Caso clínico: Agitação após hernioplastia inguinal
Durante visita pré-anestésica paciente relatava um pouco de ansiedade sem outras queixas, lúcido e orientado no tempo e espaço, em bom estado geral, acianótico, anictérico, afebril, eupneico e eucárdico, com enchimento capilar satisfatório. Negava asma, bronquite, hipertensão, diabetes, alergia a medicamentos e qualquer outra comorbidade. Relatava uso de suplementação com magnésio e vitamina D por conta própria. Exames laboratoriais dentro da normalidade e exame físico sem alterações específicas. Relatava jejum de 10 horas para sólidos e líquidos. Realizado pré-anestésico com midazolan sublingual na dose de 7,5 mg e encaminhado ao centro cirúrgico.

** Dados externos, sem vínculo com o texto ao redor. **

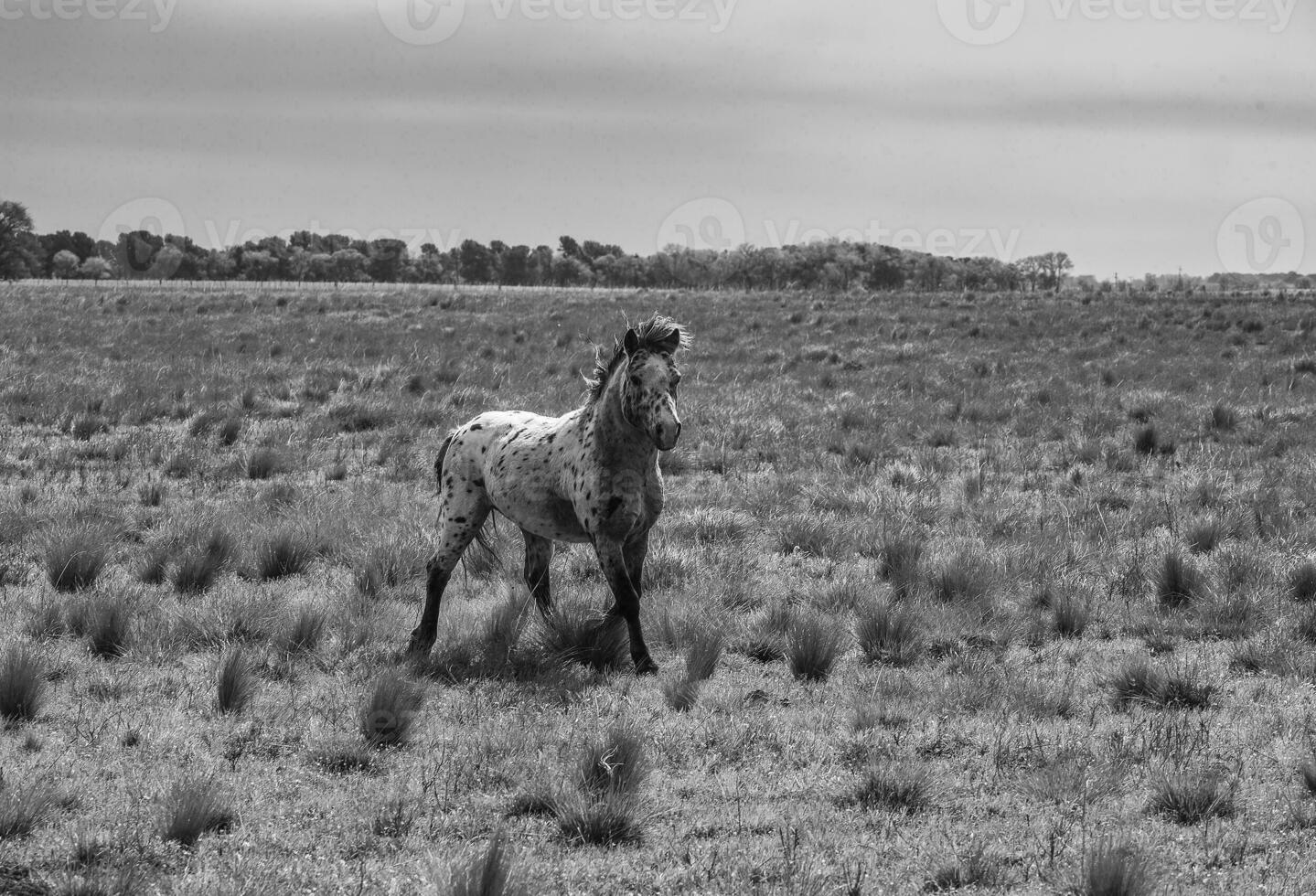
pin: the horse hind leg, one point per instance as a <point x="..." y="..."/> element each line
<point x="458" y="525"/>
<point x="539" y="553"/>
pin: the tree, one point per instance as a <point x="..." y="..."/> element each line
<point x="63" y="264"/>
<point x="349" y="266"/>
<point x="476" y="263"/>
<point x="95" y="269"/>
<point x="15" y="228"/>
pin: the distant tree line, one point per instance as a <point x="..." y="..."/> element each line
<point x="336" y="258"/>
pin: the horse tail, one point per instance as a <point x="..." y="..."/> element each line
<point x="438" y="462"/>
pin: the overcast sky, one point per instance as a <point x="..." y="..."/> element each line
<point x="966" y="126"/>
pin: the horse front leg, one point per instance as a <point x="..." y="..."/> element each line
<point x="539" y="554"/>
<point x="626" y="596"/>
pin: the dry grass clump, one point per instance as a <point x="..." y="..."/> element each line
<point x="1115" y="869"/>
<point x="575" y="635"/>
<point x="74" y="557"/>
<point x="487" y="872"/>
<point x="1178" y="581"/>
<point x="895" y="788"/>
<point x="812" y="647"/>
<point x="234" y="682"/>
<point x="390" y="710"/>
<point x="110" y="626"/>
<point x="303" y="631"/>
<point x="24" y="808"/>
<point x="899" y="560"/>
<point x="23" y="683"/>
<point x="1192" y="797"/>
<point x="194" y="806"/>
<point x="282" y="554"/>
<point x="701" y="658"/>
<point x="889" y="635"/>
<point x="1301" y="581"/>
<point x="203" y="560"/>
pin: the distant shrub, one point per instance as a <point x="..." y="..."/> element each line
<point x="23" y="683"/>
<point x="74" y="557"/>
<point x="812" y="647"/>
<point x="234" y="682"/>
<point x="194" y="806"/>
<point x="1192" y="797"/>
<point x="889" y="635"/>
<point x="390" y="710"/>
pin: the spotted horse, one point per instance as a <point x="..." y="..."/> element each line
<point x="590" y="476"/>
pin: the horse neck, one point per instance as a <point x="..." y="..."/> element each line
<point x="620" y="443"/>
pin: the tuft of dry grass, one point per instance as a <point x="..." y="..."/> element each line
<point x="889" y="635"/>
<point x="1115" y="869"/>
<point x="812" y="647"/>
<point x="74" y="557"/>
<point x="194" y="806"/>
<point x="23" y="809"/>
<point x="390" y="710"/>
<point x="1190" y="797"/>
<point x="487" y="872"/>
<point x="234" y="682"/>
<point x="23" y="683"/>
<point x="282" y="554"/>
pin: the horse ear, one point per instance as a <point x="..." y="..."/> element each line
<point x="671" y="342"/>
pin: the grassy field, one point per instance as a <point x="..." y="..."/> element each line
<point x="1012" y="592"/>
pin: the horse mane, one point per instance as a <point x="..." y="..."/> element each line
<point x="654" y="335"/>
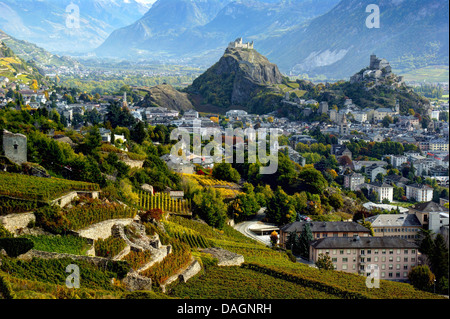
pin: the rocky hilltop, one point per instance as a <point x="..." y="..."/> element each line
<point x="379" y="72"/>
<point x="11" y="66"/>
<point x="238" y="77"/>
<point x="165" y="95"/>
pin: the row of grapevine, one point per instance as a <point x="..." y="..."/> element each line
<point x="210" y="181"/>
<point x="164" y="202"/>
<point x="39" y="188"/>
<point x="82" y="216"/>
<point x="186" y="235"/>
<point x="194" y="241"/>
<point x="169" y="266"/>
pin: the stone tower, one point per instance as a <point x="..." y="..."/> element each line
<point x="15" y="147"/>
<point x="343" y="128"/>
<point x="125" y="103"/>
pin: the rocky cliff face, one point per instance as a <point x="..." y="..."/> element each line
<point x="166" y="96"/>
<point x="238" y="77"/>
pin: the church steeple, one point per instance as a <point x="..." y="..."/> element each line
<point x="124" y="102"/>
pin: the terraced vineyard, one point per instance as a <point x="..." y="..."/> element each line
<point x="226" y="189"/>
<point x="266" y="269"/>
<point x="164" y="202"/>
<point x="39" y="188"/>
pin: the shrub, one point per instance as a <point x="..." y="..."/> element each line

Equipe anestésica optou por realizar um bloqueio de neuroeixo para a cirurgia. Paciente deu entrada no centro cirúrgico levemente sedado, respondendo ativamente aos comandos verbais. Monitorizado com cardioscópio, oxímetro, pressão arterial não invasiva e realizado venóclise em MSD com jelco 20 g e acoplado a máscara de Hudson para suplementação com oxigênio. PA 127 X 66 mmHg, FC 78 bpm, SpO2 99%.
Realizado raquianestesia hiperbárica com agulha 25G e marcaína 0,5% 15 mg, punção única paramediana, com saída de LCR claro, normotenso em água de rocha.
Paciente colocado em posição cirúrgica e autorizado o início do procedimento. Realizada analgesia venosa com dipirona 2 g e anti-inflamatório não esteroidal, profilaxia de náuseas e vômitos com zofran 4 mg e dexametasona 10 mg. Feito antibioticoterapia profilática a mando do cirurgião.
Após aproximadamente 10 minutos de bloqueio paciente começou a apresentar instabilidade hemodinâmica com diversos episódios de hipotensão que respondiam bem a volume. Na checagem do nível sensitivo, observou-se bloqueio a nível de T4. Paciente manteve-se instável durante os vinte primeiros minutos de procedimento, com reversão da hipotensão após realização de volume com ringer lactato. Não foi necessário a administração de vasopressor.
Cirurgia realizada sem nenhuma outra intercorrência, durando 90 minutos aproximadamente. No final da cirurgia, paciente já conseguia movimentar os pés e foi encaminhado a SRPA sem queixas.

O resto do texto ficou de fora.